Prepare AWS Glue <source ID> configuration file

The lineage harvester uses the lineage harvester configuration file to collect the AWS Glue script annotations and sends them to the Collibra Data Lineage server. However, if the useCollibraSystemName in the lineage harvester configuration file is set to true or if the lineage harvester cannot determine the database name, default schema name or dialect, you also have to provide a specific <source ID> configuration file that defines the connection information.

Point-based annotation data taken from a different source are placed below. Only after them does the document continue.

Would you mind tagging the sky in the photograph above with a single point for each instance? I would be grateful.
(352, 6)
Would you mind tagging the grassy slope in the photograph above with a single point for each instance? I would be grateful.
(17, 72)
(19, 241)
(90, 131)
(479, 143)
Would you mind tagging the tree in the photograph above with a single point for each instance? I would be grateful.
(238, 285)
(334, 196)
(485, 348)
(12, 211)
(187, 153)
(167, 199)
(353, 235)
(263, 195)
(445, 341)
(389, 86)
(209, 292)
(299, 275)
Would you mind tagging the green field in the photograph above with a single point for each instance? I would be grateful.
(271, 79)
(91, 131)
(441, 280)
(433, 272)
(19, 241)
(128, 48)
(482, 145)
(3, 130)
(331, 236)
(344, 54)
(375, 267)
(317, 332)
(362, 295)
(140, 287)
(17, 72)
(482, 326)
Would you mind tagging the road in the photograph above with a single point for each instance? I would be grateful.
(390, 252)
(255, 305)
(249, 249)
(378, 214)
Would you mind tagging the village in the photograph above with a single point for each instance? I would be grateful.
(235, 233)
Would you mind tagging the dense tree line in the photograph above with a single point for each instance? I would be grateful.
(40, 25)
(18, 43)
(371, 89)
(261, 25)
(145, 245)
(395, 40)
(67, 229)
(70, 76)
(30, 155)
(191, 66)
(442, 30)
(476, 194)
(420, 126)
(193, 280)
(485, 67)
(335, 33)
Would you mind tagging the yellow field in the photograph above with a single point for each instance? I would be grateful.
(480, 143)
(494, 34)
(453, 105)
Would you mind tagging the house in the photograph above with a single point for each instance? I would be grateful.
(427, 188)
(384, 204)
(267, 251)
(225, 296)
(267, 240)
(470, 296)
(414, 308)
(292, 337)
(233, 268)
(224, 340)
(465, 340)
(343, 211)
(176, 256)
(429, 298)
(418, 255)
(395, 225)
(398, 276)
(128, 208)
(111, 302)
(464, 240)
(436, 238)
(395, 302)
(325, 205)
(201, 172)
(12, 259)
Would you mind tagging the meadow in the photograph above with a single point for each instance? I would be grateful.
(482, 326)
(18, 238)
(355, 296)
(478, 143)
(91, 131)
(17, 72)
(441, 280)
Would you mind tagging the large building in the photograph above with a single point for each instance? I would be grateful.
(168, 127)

For example system name of databases in AWS Glue.

Collibra Data Lineage uses the system names to match the structure of databases in AWS Glue to the structure of assets in Data Catalog.

Tip The name <source ID> configuration file refers to the value of the Id property in the lineage harvester configuration file.

Prerequisites

Steps

  1. Create a new JSON file in the lineage harvesterconfig folder.
  2. Give the JSON file the same name as the value of the Id property in the lineage harvester configuration file.
    Example The value of the Id property in the lineage harvester configuration file is AWS-Glue-source-1. As a result, the name of your JSON file should be AWS-Glue-source-1.conf.
  3. For each database in the AWS Glue script annotations, add the following content to the JSON file:

    Property

    Description

    Required?

    connection_name=<name> or found_dbname=<database-name>;found_hostname=<host-name>

    The name of a connection in AWS Glue.

    This property contains the translation key, which is either a connection name, for example"connection_name=my-connection or the combination of the database name and hostname, for example, found_dbname=my-database-name;found_hostname=thisserver.onmicrosoft.com.

    Yes

    dbname
    The name of the database of a supported data source in AWS Glue.

    No

    schema

    The name of the default schema of a supported data source in AWS Glue.

    If the lineage harvester fails to find a specific schema, it uses the default schema.

    No

    dialect

    The dialect of the supported data source in AWS Glue.

    No

    collibraSystemName

    The system or server name of a database.

    Yes, if useCollibraSystemNameis set to true.

  4. Save the <source ID> configuration file.